I could go on for hours and hours more, from poor recruiting systems to endless “essential” training.” But perhaps worst of all is the nonsensical internal market of England’s NHS, where, again, thousands of employees are employed so that one part of the system can pay another part of the system. It’s like Tesco is buying the food from farmers and then selling it to its own stores.

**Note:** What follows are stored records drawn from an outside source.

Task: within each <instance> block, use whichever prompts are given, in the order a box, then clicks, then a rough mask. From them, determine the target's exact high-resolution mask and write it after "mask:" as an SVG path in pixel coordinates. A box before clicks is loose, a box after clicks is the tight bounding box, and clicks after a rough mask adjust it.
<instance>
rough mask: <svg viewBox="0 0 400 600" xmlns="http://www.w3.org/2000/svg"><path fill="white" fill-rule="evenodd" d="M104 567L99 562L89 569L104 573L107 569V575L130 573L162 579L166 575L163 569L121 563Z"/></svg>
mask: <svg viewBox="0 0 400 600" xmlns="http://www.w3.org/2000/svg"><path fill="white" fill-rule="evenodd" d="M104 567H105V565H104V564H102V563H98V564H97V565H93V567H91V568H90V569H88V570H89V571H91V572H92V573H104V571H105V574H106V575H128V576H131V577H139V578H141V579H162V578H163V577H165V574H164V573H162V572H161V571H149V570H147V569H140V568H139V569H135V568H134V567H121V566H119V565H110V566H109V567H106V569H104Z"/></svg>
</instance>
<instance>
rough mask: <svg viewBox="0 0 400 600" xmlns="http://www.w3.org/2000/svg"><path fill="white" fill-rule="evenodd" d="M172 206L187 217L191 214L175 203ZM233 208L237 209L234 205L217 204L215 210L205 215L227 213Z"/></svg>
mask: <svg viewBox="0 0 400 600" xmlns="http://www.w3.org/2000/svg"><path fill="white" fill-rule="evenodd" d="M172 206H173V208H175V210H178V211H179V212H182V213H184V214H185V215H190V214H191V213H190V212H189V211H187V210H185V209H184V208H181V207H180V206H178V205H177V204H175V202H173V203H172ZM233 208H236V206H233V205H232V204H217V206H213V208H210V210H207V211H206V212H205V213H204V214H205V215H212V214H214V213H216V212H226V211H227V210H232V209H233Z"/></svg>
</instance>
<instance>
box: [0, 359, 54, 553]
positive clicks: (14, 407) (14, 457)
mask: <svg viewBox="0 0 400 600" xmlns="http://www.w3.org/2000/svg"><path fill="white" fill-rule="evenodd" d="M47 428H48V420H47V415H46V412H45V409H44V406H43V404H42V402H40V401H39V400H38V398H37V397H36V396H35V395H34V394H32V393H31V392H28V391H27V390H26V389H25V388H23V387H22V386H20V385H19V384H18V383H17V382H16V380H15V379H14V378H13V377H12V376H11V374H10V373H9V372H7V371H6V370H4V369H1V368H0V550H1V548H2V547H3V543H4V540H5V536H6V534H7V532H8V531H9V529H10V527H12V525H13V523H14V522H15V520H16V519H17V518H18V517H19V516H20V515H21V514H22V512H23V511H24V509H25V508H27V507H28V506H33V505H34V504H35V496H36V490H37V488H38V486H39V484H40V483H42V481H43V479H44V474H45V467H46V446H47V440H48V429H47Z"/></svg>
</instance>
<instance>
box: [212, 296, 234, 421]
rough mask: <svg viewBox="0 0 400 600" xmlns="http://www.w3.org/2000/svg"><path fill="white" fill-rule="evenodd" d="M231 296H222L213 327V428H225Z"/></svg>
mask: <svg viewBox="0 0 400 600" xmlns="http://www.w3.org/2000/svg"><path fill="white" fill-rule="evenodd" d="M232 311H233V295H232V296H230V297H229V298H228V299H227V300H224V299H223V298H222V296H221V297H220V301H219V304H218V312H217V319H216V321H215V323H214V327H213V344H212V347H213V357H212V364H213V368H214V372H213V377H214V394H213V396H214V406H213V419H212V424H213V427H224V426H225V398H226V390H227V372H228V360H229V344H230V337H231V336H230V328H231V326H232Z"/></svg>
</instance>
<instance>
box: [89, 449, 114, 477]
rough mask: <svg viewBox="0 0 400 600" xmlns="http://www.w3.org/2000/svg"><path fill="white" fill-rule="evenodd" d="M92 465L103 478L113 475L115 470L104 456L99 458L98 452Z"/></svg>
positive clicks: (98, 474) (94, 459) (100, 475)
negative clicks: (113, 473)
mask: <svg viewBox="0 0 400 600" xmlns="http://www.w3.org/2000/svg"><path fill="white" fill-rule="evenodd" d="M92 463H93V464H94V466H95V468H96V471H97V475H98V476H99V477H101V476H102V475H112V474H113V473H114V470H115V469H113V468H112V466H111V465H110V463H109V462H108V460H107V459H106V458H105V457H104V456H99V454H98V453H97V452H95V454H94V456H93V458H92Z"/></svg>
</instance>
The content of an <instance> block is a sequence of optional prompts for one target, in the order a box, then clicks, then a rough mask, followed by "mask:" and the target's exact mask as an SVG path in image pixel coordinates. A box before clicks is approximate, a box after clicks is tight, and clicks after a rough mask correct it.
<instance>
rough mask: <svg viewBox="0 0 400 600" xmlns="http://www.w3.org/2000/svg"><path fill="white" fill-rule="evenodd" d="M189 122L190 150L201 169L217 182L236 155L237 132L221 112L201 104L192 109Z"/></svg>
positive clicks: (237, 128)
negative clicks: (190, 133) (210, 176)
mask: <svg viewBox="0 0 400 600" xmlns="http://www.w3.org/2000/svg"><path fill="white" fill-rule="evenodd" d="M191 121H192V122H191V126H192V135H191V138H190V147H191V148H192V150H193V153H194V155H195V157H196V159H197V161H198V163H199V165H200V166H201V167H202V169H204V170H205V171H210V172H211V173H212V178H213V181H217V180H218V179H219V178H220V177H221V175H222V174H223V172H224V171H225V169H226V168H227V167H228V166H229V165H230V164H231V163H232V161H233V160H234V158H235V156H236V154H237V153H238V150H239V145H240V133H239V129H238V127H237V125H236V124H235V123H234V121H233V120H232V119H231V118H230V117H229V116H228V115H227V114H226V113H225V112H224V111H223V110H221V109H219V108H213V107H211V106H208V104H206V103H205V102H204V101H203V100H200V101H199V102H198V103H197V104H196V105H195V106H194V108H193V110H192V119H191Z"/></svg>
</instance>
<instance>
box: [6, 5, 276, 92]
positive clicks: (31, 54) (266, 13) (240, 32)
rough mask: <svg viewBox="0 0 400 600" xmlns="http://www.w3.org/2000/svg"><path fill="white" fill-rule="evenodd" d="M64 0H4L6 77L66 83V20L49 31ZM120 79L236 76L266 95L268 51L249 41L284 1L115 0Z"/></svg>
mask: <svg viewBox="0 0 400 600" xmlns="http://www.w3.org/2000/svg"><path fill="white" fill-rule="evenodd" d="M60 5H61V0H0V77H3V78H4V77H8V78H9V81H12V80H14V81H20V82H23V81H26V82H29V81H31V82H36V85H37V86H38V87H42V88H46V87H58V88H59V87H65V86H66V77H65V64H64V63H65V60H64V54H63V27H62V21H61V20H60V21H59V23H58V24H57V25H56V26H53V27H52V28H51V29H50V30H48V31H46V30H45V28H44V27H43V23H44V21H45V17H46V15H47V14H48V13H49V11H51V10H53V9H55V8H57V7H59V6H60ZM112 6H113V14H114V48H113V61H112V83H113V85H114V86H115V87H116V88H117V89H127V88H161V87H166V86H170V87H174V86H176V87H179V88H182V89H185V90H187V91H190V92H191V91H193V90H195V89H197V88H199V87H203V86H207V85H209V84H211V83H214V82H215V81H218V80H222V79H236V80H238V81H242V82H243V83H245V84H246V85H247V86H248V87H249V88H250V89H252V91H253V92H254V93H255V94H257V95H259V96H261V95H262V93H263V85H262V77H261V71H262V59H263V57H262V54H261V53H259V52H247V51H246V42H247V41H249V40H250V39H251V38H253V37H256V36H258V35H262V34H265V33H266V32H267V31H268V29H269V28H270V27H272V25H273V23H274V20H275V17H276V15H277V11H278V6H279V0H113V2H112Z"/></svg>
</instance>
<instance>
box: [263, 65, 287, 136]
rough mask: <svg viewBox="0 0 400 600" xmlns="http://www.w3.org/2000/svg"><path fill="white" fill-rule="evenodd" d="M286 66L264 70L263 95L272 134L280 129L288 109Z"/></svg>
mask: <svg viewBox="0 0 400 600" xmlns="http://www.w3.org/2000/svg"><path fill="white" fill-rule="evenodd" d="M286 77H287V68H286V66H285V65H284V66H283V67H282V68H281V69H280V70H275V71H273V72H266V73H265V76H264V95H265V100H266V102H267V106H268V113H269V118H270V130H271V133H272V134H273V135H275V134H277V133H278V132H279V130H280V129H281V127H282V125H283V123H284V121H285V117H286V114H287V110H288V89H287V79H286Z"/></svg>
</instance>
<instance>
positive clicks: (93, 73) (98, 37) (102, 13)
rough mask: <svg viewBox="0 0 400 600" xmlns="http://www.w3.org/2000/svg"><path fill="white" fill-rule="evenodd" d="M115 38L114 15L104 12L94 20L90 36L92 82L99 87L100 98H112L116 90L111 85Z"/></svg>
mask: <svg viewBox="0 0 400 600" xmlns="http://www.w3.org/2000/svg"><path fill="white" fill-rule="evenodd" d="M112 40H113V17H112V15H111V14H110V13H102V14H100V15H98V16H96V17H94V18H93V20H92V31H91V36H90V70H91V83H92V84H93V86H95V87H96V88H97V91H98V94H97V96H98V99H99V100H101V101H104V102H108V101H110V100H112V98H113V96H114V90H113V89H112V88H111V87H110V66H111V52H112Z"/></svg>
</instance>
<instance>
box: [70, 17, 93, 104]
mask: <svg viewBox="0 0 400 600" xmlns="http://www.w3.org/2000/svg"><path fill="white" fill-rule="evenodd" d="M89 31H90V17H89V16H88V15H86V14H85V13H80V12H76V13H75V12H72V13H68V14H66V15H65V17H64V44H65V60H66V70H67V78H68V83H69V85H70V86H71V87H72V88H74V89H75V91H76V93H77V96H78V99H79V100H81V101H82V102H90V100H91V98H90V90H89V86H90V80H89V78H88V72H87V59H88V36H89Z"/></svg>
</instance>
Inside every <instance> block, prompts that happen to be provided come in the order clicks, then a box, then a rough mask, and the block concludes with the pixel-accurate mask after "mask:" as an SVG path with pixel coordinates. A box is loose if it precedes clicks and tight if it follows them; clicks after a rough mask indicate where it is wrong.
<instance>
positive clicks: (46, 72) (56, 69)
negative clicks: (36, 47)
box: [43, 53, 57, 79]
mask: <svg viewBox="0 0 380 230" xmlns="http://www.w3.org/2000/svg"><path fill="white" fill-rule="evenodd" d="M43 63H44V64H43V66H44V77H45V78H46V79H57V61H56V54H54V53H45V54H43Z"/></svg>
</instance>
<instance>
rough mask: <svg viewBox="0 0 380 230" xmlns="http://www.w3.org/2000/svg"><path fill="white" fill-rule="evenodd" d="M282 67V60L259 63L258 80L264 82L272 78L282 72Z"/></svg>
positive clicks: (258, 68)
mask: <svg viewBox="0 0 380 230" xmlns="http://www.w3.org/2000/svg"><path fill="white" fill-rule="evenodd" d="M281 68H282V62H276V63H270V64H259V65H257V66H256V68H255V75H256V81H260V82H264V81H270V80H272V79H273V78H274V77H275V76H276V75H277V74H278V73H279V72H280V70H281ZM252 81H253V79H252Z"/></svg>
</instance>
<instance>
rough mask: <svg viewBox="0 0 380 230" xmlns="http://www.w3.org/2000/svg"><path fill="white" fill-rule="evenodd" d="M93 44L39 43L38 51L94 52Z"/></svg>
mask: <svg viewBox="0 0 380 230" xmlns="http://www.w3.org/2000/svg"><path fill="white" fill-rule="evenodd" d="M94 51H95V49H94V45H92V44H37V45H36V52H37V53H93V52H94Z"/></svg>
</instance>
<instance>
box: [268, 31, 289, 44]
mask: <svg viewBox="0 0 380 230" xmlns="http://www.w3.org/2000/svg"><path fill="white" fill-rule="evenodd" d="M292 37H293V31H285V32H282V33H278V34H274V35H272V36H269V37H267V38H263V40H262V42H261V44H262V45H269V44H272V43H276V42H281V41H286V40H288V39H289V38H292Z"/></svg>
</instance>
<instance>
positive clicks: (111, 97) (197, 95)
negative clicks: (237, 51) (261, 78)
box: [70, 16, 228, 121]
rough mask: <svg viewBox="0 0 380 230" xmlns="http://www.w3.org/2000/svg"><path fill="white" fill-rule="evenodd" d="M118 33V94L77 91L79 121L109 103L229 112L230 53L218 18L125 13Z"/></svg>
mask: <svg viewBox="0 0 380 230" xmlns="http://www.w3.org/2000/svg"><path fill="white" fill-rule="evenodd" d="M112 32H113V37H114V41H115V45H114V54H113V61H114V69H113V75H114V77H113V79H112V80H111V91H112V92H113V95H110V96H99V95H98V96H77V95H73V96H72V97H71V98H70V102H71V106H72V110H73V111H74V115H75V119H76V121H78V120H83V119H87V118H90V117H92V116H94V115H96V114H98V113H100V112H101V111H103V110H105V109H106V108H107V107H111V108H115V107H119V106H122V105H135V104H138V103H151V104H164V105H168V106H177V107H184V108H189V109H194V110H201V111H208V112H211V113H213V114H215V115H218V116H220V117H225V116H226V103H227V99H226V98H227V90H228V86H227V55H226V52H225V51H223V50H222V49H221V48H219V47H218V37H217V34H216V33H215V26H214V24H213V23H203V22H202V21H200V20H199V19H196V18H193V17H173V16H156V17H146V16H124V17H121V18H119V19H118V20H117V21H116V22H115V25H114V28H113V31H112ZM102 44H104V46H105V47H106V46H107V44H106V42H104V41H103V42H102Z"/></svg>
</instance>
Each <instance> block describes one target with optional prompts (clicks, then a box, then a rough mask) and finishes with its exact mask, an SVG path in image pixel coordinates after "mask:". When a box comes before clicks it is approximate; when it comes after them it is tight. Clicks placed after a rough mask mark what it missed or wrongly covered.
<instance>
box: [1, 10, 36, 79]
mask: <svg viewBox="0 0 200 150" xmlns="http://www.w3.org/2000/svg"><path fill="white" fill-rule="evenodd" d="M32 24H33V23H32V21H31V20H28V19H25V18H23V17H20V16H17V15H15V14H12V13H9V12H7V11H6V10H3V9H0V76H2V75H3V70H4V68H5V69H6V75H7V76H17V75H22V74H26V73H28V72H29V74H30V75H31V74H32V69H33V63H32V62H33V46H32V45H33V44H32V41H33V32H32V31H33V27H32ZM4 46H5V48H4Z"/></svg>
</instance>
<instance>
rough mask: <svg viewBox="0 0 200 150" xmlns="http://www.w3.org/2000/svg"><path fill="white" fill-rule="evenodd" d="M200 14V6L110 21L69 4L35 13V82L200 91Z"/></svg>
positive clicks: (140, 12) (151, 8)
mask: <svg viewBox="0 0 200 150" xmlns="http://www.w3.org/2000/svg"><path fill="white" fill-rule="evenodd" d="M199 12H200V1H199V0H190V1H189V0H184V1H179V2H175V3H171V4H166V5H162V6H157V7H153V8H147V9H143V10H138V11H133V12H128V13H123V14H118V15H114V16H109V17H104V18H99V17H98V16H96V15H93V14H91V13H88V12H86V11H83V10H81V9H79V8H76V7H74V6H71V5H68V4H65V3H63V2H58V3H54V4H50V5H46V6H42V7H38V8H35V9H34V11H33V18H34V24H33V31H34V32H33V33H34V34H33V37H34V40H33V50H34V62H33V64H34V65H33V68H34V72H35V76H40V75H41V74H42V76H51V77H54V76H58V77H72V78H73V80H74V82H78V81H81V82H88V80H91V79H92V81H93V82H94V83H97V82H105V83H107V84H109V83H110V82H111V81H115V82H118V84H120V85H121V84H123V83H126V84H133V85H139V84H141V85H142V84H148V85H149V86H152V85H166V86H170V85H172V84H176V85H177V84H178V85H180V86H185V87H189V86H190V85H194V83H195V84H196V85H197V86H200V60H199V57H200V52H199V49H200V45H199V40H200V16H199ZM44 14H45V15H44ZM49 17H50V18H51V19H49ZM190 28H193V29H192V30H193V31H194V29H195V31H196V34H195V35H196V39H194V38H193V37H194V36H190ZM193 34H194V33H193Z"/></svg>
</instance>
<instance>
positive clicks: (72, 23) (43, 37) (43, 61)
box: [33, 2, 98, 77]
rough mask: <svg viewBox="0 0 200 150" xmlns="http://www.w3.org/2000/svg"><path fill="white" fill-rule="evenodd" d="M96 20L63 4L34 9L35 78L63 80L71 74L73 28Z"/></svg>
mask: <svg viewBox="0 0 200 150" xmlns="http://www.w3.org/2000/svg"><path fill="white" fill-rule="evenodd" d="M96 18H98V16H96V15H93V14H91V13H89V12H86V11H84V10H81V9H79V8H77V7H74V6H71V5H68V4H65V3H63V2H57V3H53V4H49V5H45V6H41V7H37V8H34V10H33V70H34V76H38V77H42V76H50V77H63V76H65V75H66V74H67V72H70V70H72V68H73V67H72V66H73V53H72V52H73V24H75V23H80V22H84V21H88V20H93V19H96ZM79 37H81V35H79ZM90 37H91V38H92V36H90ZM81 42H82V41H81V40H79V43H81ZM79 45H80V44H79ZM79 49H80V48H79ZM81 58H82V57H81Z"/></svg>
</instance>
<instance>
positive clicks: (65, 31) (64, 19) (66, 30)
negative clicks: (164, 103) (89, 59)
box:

NHS staff are human too and it’s obvious to most of us that we could work less and earn more in the private sector, but many of us don’t out of a sense of loyalty to the system. We do incredibly difficult and emotionally draining work, under stressful conditions, but it usually doesn’t break us. We get our kicks from that job. The relentless scrutiny, the lack of practical support, working systems and negative rhetoric, that’s what gets us. This is why we end up exhausted, nervous and choosing between the NHS and our mental health. And that’s why I’m part of the NHS brain drain.

And to the future patients I won’t see: I’m sorry. I did the best I could, but I couldn’t take it anymore.